De plus, les filières agricoles en situation de crise pourront bénéficier d'une prise en charge partielle de leurs cotisations sociales, à hauteur de 5 millions d'euros. Cette mesure vise à alléger la pression financière sur les exploitations les plus fragiles. Enfin, une enveloppe globale de 51 millions d'euros sera partagée entre plusieurs initiatives stratégiques : le plan protéines, le plan agriculture Méditerranée et le soutien à la filière fruits et légumes.

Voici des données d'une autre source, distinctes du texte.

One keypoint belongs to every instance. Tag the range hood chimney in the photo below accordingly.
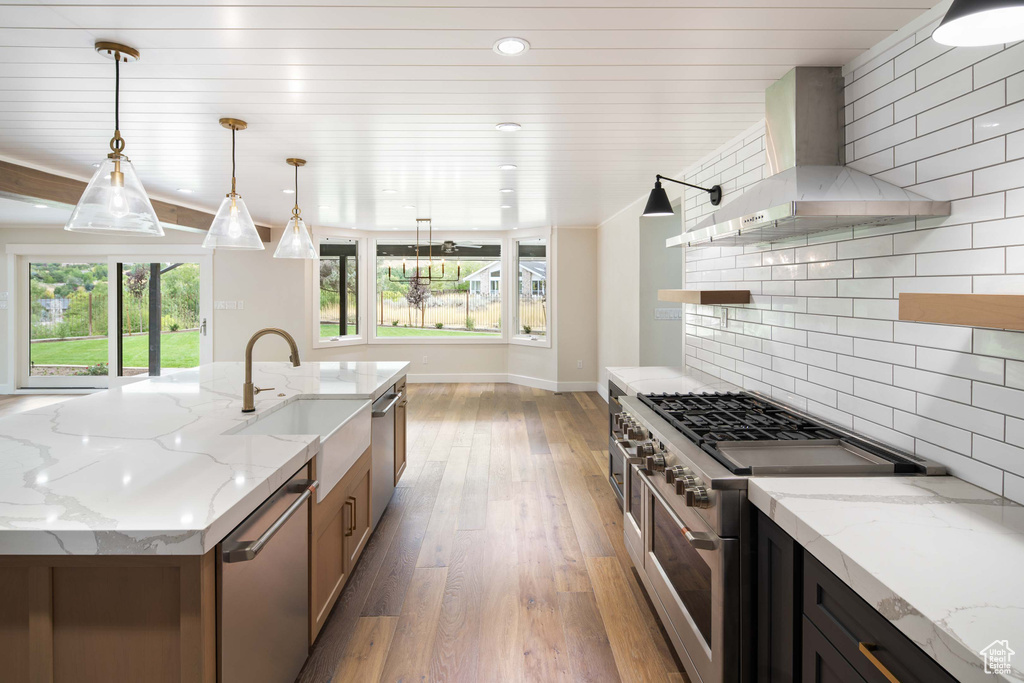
(808, 188)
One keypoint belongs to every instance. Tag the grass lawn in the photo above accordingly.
(177, 349)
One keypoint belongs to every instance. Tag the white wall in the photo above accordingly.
(822, 333)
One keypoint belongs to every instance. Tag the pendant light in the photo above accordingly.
(295, 242)
(232, 227)
(659, 205)
(976, 23)
(115, 201)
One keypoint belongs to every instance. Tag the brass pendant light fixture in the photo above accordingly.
(418, 275)
(114, 201)
(232, 227)
(295, 242)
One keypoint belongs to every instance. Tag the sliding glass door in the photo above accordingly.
(89, 323)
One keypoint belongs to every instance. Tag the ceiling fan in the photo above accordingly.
(450, 247)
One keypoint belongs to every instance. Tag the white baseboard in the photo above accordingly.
(499, 378)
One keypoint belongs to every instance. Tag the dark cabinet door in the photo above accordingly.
(822, 663)
(778, 611)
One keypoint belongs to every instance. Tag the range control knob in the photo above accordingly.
(672, 473)
(685, 481)
(655, 462)
(697, 498)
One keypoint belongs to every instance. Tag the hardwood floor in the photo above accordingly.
(501, 556)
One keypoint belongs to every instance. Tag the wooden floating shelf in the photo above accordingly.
(1005, 311)
(706, 297)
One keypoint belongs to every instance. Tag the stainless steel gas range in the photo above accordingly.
(685, 462)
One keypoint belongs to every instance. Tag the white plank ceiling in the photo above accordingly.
(404, 95)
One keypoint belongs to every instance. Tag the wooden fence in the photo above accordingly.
(459, 310)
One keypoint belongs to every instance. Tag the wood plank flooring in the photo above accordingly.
(501, 557)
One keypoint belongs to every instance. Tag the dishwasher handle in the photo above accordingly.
(243, 552)
(392, 403)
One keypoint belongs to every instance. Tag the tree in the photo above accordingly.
(419, 292)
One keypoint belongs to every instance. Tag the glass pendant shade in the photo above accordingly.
(977, 23)
(232, 227)
(295, 242)
(115, 203)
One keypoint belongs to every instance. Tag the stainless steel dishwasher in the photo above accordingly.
(263, 591)
(382, 442)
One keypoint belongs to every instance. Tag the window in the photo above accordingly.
(464, 299)
(531, 307)
(339, 289)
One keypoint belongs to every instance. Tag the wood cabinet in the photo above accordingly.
(340, 526)
(815, 629)
(76, 619)
(399, 430)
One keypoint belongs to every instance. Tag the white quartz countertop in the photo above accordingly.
(146, 468)
(655, 379)
(940, 558)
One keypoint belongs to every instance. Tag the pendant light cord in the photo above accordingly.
(117, 92)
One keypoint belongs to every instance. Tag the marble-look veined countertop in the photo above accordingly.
(941, 559)
(146, 468)
(656, 379)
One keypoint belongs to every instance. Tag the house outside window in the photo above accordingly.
(456, 303)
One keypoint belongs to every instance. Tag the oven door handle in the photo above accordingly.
(698, 540)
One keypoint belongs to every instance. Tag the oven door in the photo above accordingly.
(695, 574)
(633, 501)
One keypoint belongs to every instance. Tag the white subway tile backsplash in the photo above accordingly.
(1004, 232)
(939, 336)
(933, 432)
(1000, 399)
(872, 370)
(934, 143)
(939, 239)
(970, 158)
(958, 415)
(977, 261)
(822, 329)
(962, 109)
(881, 288)
(880, 308)
(903, 354)
(961, 365)
(882, 246)
(952, 388)
(885, 266)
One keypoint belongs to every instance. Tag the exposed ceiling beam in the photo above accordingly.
(23, 183)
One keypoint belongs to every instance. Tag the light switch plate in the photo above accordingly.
(668, 313)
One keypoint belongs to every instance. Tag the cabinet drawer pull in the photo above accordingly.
(351, 516)
(865, 649)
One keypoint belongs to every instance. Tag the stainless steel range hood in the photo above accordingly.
(808, 188)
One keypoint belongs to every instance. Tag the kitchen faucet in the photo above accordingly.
(248, 390)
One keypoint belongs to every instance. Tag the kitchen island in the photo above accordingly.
(113, 505)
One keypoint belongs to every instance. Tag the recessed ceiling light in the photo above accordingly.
(511, 46)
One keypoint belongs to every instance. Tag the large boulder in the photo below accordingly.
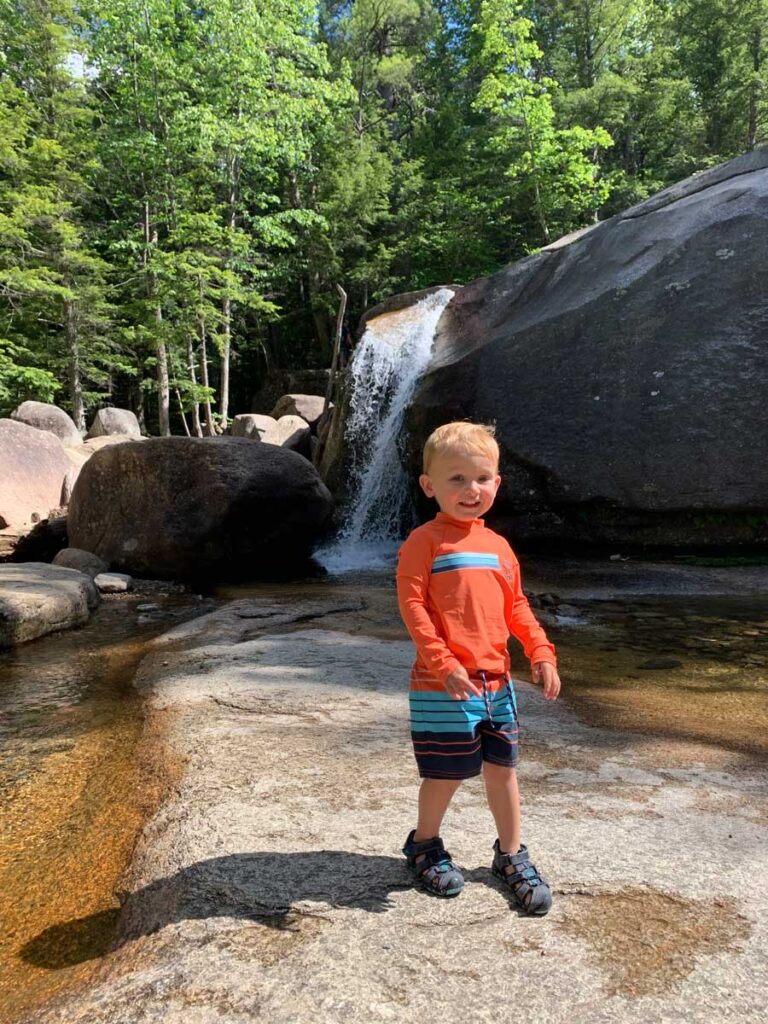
(36, 598)
(33, 467)
(279, 382)
(115, 421)
(199, 508)
(253, 425)
(308, 407)
(291, 432)
(45, 417)
(626, 371)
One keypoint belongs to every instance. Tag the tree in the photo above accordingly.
(552, 169)
(51, 281)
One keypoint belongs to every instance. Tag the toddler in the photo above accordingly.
(460, 596)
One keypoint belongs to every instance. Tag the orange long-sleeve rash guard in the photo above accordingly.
(460, 595)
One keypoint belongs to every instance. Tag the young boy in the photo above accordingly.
(460, 596)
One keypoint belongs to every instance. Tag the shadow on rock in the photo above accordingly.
(260, 887)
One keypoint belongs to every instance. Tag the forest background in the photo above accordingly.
(183, 184)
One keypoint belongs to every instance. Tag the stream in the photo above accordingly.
(76, 783)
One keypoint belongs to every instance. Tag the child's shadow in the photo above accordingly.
(252, 886)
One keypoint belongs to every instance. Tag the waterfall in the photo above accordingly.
(387, 364)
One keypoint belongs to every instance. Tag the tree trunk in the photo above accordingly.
(181, 413)
(164, 396)
(164, 387)
(225, 351)
(210, 429)
(197, 426)
(752, 126)
(76, 383)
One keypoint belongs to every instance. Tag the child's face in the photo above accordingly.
(463, 483)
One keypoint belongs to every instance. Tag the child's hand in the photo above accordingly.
(547, 676)
(458, 683)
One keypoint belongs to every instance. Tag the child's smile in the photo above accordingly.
(463, 483)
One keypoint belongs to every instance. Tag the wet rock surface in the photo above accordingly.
(270, 885)
(37, 598)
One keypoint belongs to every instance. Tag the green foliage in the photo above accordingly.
(182, 186)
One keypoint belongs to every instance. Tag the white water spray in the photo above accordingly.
(387, 364)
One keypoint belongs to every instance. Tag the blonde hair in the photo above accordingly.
(471, 438)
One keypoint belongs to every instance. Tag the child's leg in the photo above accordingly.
(504, 801)
(434, 797)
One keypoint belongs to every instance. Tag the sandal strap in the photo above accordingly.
(524, 870)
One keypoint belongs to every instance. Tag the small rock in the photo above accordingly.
(114, 583)
(567, 609)
(83, 561)
(660, 663)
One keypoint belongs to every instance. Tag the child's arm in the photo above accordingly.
(414, 564)
(524, 627)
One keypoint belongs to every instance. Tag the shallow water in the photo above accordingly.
(73, 791)
(76, 779)
(715, 695)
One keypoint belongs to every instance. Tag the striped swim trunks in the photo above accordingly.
(453, 737)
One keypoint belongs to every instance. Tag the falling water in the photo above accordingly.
(388, 361)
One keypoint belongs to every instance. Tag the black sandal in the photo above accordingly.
(432, 865)
(529, 890)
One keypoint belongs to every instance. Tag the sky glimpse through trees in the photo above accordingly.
(182, 185)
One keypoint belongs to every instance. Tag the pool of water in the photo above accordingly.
(76, 782)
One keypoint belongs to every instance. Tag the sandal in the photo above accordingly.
(530, 892)
(432, 865)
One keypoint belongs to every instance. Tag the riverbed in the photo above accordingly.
(677, 678)
(77, 780)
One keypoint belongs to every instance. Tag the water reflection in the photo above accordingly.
(73, 788)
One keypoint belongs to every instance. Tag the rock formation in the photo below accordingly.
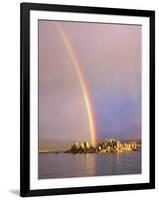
(106, 146)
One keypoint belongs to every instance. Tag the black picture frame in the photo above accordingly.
(25, 9)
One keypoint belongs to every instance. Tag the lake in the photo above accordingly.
(63, 165)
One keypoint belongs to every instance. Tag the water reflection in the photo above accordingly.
(78, 165)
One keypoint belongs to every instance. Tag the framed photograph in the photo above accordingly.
(87, 99)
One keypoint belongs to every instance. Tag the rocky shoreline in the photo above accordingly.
(106, 146)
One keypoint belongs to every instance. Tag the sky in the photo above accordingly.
(110, 59)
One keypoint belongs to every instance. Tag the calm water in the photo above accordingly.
(53, 165)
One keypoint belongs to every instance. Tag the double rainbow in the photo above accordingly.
(83, 83)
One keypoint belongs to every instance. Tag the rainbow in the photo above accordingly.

Un investissement dans les infrastructures hydrauliques

Pour compléter ce dispositif de soutien, le fonds hydraulique se verra doté d'une somme additionnelle de 60 millions d'euros. Cet investissement est destiné à améliorer les infrastructures d'irrigation et de gestion de l'eau, un enjeu capital face aux défis climatiques et aux sécheresses récurrentes. L'ensemble de ces mesures illustre la volonté du gouvernement de répondre de manière multidimensionnelle à la crise agricole, en combinant aides directes, soutiens sectoriels et investissements structurels.